Her sene olduğu gibi bu sene de 23 Nisan ‘Millî Egemenlik Bayramı’ ülkemizde, dış temsilciliklerde ve KKTC’de kutlandı.
23 Nisan 1920’de, milletin iradesini temsil eden ‘Birinci Büyük Millet Meclisi’ açılmış ve egemenlik ilân edilmiştir. Bu önemli tarihin sadece ‘çocuk bayramı’ yönünün öne çıkarılması ayrı bir tartışma konusudur.
Ne yazık ki “Bugün 23 Nisan, neşe doluyor insan” şiirleri okumakla meseleler hallolmuyor. Ülkemizin ve milletimizin ekonomi ve eğitim hayatı başta olmak üzere çok sayıda dertleri vardır ve bu dertlerin çareleri de sadece konuşmakla değil, çalışmakla bulunabilir.

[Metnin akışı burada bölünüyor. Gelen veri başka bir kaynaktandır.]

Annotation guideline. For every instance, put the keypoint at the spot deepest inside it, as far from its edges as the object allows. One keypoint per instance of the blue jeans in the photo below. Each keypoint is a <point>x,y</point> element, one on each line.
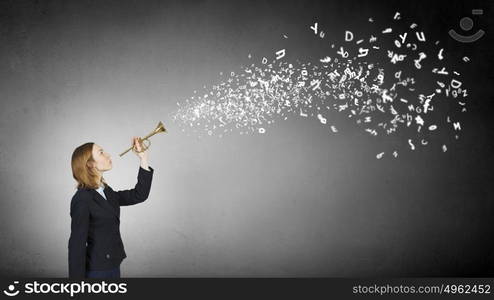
<point>115,273</point>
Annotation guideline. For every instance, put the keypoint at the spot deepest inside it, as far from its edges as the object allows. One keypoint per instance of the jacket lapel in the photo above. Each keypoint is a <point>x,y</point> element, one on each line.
<point>103,202</point>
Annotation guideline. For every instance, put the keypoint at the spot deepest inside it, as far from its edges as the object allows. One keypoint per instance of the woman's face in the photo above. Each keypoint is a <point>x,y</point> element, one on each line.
<point>102,159</point>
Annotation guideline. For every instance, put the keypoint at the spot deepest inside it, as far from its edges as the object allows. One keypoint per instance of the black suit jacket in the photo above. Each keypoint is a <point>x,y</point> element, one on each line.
<point>95,242</point>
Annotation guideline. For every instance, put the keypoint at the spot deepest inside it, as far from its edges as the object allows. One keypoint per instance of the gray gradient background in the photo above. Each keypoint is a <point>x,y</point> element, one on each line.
<point>296,201</point>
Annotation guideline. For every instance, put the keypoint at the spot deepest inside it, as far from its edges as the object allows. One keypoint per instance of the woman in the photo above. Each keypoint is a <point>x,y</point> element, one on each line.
<point>95,245</point>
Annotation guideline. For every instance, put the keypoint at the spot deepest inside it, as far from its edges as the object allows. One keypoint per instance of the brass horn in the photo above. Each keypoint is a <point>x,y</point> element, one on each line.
<point>159,128</point>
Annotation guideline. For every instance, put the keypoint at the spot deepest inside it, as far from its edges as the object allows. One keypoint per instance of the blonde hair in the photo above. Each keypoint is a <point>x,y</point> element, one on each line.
<point>82,170</point>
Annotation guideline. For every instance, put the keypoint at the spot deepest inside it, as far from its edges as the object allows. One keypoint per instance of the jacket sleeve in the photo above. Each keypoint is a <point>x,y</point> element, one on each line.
<point>141,190</point>
<point>79,212</point>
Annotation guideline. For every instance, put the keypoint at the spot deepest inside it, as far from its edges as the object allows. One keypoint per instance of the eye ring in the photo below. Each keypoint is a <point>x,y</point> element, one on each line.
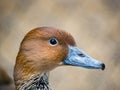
<point>53,41</point>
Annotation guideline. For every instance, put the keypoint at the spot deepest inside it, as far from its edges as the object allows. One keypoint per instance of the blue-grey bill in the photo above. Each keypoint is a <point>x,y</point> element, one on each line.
<point>76,57</point>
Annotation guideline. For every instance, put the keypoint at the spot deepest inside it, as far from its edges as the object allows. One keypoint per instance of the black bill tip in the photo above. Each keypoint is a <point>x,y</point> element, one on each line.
<point>103,66</point>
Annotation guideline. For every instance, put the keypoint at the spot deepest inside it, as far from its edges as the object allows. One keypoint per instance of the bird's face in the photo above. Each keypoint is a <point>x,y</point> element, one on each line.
<point>45,48</point>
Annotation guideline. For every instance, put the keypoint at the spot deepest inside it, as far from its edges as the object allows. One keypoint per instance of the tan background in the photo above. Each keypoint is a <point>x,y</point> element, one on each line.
<point>95,25</point>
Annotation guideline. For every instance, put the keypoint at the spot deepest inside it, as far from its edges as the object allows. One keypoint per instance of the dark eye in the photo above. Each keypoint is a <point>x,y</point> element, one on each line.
<point>53,41</point>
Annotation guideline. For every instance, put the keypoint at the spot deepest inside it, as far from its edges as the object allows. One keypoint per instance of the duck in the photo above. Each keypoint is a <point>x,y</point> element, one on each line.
<point>4,78</point>
<point>44,49</point>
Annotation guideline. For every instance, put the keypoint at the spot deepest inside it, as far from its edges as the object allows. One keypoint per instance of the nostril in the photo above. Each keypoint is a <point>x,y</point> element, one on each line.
<point>103,66</point>
<point>81,55</point>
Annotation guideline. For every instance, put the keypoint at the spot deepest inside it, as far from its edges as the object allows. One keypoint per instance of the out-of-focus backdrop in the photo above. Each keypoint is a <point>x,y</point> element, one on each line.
<point>95,25</point>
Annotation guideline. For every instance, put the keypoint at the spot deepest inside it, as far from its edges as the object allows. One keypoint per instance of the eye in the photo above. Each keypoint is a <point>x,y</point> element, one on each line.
<point>53,41</point>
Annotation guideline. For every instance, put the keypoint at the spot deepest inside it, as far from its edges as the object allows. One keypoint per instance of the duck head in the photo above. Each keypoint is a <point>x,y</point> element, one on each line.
<point>45,48</point>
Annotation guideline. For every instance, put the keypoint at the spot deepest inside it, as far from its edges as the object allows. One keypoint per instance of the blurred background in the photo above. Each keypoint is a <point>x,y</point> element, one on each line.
<point>95,25</point>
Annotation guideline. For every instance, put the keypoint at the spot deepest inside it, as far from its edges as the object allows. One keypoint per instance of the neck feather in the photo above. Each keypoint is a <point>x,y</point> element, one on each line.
<point>37,82</point>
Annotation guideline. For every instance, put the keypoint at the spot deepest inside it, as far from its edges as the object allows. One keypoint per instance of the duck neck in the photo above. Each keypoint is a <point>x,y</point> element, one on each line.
<point>37,82</point>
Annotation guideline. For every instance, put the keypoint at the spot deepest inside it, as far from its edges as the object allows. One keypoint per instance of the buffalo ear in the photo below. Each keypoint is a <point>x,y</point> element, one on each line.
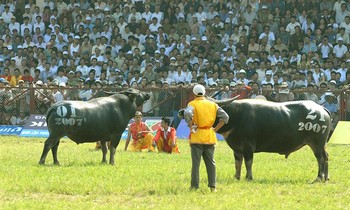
<point>109,93</point>
<point>131,96</point>
<point>181,114</point>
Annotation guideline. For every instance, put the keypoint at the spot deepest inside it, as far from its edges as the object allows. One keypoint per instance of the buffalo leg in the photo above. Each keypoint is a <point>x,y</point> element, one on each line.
<point>54,153</point>
<point>248,160</point>
<point>104,151</point>
<point>112,149</point>
<point>238,164</point>
<point>49,143</point>
<point>322,160</point>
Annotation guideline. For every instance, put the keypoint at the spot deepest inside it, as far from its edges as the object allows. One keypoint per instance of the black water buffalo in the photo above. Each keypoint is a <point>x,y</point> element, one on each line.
<point>101,119</point>
<point>263,126</point>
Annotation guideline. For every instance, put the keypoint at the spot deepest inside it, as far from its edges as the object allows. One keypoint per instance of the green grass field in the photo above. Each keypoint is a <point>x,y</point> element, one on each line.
<point>161,181</point>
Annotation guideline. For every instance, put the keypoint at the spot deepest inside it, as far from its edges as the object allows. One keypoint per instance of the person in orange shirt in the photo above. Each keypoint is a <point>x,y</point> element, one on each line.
<point>200,116</point>
<point>165,139</point>
<point>141,135</point>
<point>15,78</point>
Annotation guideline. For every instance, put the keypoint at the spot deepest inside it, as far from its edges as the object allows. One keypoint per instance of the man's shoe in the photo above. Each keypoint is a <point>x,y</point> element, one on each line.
<point>193,188</point>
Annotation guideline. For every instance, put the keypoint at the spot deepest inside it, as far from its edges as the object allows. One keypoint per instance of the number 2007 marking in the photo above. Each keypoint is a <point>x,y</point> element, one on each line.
<point>315,127</point>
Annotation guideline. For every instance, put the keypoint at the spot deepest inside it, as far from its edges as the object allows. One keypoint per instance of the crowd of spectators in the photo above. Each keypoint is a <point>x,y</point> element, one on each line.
<point>240,46</point>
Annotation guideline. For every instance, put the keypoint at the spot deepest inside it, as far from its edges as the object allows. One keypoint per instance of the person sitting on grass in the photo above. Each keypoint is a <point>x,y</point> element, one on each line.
<point>141,135</point>
<point>165,139</point>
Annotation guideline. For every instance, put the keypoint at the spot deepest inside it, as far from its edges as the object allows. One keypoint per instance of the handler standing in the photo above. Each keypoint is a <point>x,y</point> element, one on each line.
<point>200,115</point>
<point>165,139</point>
<point>141,135</point>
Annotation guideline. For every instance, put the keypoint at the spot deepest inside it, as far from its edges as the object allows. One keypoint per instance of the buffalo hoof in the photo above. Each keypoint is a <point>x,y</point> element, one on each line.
<point>317,180</point>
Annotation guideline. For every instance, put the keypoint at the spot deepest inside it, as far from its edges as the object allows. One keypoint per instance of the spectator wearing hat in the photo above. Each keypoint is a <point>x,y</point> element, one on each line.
<point>318,74</point>
<point>341,14</point>
<point>26,25</point>
<point>202,139</point>
<point>15,78</point>
<point>61,78</point>
<point>283,93</point>
<point>268,77</point>
<point>75,46</point>
<point>14,25</point>
<point>342,70</point>
<point>7,14</point>
<point>249,15</point>
<point>295,39</point>
<point>340,49</point>
<point>241,77</point>
<point>241,90</point>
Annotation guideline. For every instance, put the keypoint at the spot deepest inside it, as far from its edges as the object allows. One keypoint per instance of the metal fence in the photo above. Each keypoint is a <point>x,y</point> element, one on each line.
<point>18,103</point>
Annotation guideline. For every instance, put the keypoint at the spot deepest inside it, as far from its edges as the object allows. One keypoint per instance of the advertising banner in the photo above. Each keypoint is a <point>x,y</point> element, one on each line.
<point>8,130</point>
<point>36,126</point>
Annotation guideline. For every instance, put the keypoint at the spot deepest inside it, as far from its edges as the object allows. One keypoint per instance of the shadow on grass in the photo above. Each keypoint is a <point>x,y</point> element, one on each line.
<point>269,181</point>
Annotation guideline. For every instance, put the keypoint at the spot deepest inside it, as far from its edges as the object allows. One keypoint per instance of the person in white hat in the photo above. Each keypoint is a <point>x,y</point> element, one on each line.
<point>340,49</point>
<point>200,116</point>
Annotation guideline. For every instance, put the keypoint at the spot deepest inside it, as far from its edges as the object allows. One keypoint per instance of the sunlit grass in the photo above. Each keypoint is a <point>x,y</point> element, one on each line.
<point>160,181</point>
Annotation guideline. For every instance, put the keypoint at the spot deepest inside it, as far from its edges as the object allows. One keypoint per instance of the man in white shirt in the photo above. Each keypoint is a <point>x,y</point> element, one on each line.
<point>7,15</point>
<point>291,26</point>
<point>14,25</point>
<point>340,49</point>
<point>147,14</point>
<point>39,23</point>
<point>25,25</point>
<point>158,14</point>
<point>154,26</point>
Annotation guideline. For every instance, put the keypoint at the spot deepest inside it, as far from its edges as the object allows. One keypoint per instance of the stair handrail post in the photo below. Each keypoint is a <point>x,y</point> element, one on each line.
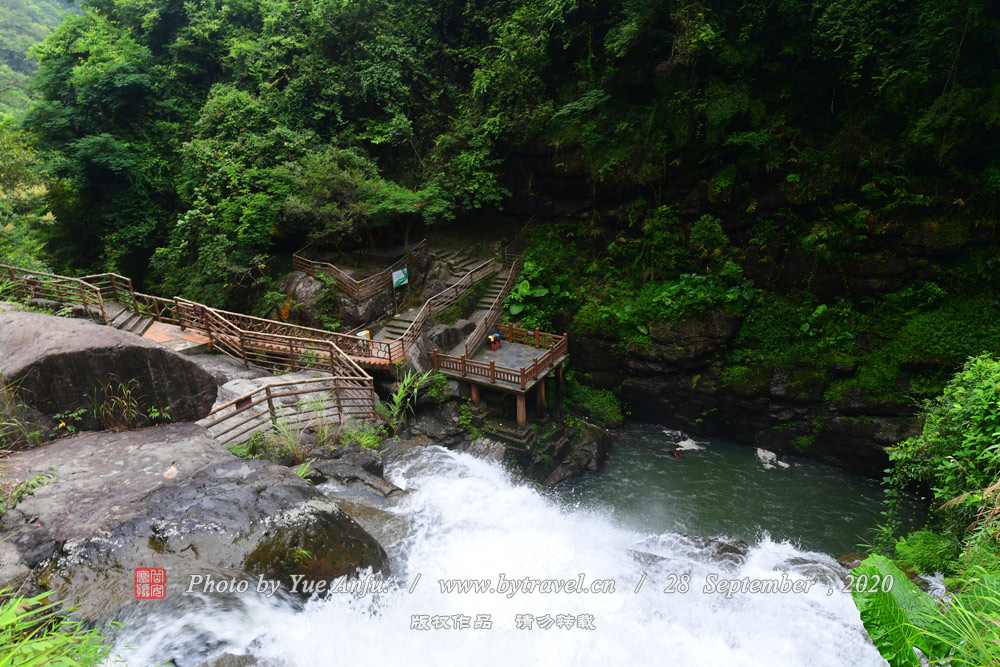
<point>243,349</point>
<point>270,404</point>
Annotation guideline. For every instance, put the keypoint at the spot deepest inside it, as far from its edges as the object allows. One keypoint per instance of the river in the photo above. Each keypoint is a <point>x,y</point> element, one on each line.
<point>655,597</point>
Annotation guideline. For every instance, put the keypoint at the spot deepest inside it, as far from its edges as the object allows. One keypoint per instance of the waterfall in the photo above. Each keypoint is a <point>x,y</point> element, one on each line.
<point>468,519</point>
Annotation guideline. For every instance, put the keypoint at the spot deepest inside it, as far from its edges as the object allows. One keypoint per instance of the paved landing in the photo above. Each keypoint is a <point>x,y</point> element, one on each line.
<point>511,355</point>
<point>171,336</point>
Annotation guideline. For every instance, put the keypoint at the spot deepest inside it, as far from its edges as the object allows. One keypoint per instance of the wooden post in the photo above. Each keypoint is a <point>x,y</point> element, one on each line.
<point>559,393</point>
<point>208,328</point>
<point>270,403</point>
<point>243,350</point>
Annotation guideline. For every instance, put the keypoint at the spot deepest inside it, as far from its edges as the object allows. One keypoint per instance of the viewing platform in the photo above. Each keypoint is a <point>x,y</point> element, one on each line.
<point>521,364</point>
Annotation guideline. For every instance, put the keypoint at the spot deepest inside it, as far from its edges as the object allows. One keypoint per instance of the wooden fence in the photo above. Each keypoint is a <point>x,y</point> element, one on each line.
<point>319,403</point>
<point>360,290</point>
<point>554,345</point>
<point>36,285</point>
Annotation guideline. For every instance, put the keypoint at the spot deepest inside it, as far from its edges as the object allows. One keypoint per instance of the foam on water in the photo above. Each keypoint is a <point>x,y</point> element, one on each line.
<point>470,520</point>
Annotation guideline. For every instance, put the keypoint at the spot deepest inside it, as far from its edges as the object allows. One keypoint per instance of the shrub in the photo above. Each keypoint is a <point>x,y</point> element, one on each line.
<point>926,552</point>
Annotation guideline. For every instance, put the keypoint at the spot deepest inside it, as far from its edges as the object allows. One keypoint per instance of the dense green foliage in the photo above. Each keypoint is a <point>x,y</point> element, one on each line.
<point>23,23</point>
<point>957,455</point>
<point>900,617</point>
<point>34,631</point>
<point>24,189</point>
<point>199,135</point>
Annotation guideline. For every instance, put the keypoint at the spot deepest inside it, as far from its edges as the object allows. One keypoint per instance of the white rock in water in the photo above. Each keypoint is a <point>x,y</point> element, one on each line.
<point>765,456</point>
<point>688,444</point>
<point>769,459</point>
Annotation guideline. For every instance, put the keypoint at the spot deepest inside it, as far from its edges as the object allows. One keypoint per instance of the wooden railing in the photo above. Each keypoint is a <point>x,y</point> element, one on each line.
<point>250,339</point>
<point>360,290</point>
<point>492,316</point>
<point>258,340</point>
<point>554,346</point>
<point>319,403</point>
<point>27,285</point>
<point>442,300</point>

Bu defaki ‘23 Nisan programları’nda şok edici bir hadise yaşandı. NTV canlı yayınına katılan bir öğrencinin, “Akademik olarak hayalin nedir?” sorusuna verdiği cevap sosyal medya başta olmak üzere hepimizi, 80 milyonu düşündürmelidir. NTV sunucusu, canlı yayına katılan bir öğrenciye gelecek planlarını sormuş. Öğrenci ise, “Almanya Köln Üniversitesi’nde tıp okumak istiyorum, ondan sonra da belki Alman vatandaşı olurum” cevabını vermiş. (NTV yayını, 23 Nisan 2019)
Böyle bir cevabı beklemeyen sunucu ise sözleri dolandırarak “23 Nisan’da hayallerimize hiç sınır koymuyoruz tabiî ki. Nerede okumak istediğine kadar karar vermiş öğrencimiz, sadece tıp okumak istemiyor, Köln Üniversitesi diyecek kadar da kararını vermiş bir öğrenci” demiş.
Bu cevap sosyal medyada çok sayıda paylaşılırken, esasında bir gerçeği de yüzüme çarpmış oluyor: Eğitim sistemindeki dert, tahmin edebildiğimizden daha büyük, daha derin ve çetindir!
Bakınız, Türkiye uzun yıllardan beri ‘beyin göçü’nü önlemeye çalışıyor. Ekseriyetle üniversiteyi bitirenler doktora çalışmaları için yurt dışına gider ve daha iyi şartlarla karşılaştıkları için Türkiye’ye dönmek istemezdi. Bir lise öğrencisinin verdiği bu cevap, beyin göçünün ya da niyetlerinin çok daha küçük yaşlara indiğini göstermiyor mu? Peki, çocuklarımız ve gençlerimizi bu duruma düşüren sebepler nelerdir? Böyle bir cevap verdi diye bir öğrencimize kızma hakkımız var mı? Kızılacaksa, kınanacaksa; bu çocuklarımız böyle düşündüren sebeplere, sisteme ve uygulamalara kızmak gerekir.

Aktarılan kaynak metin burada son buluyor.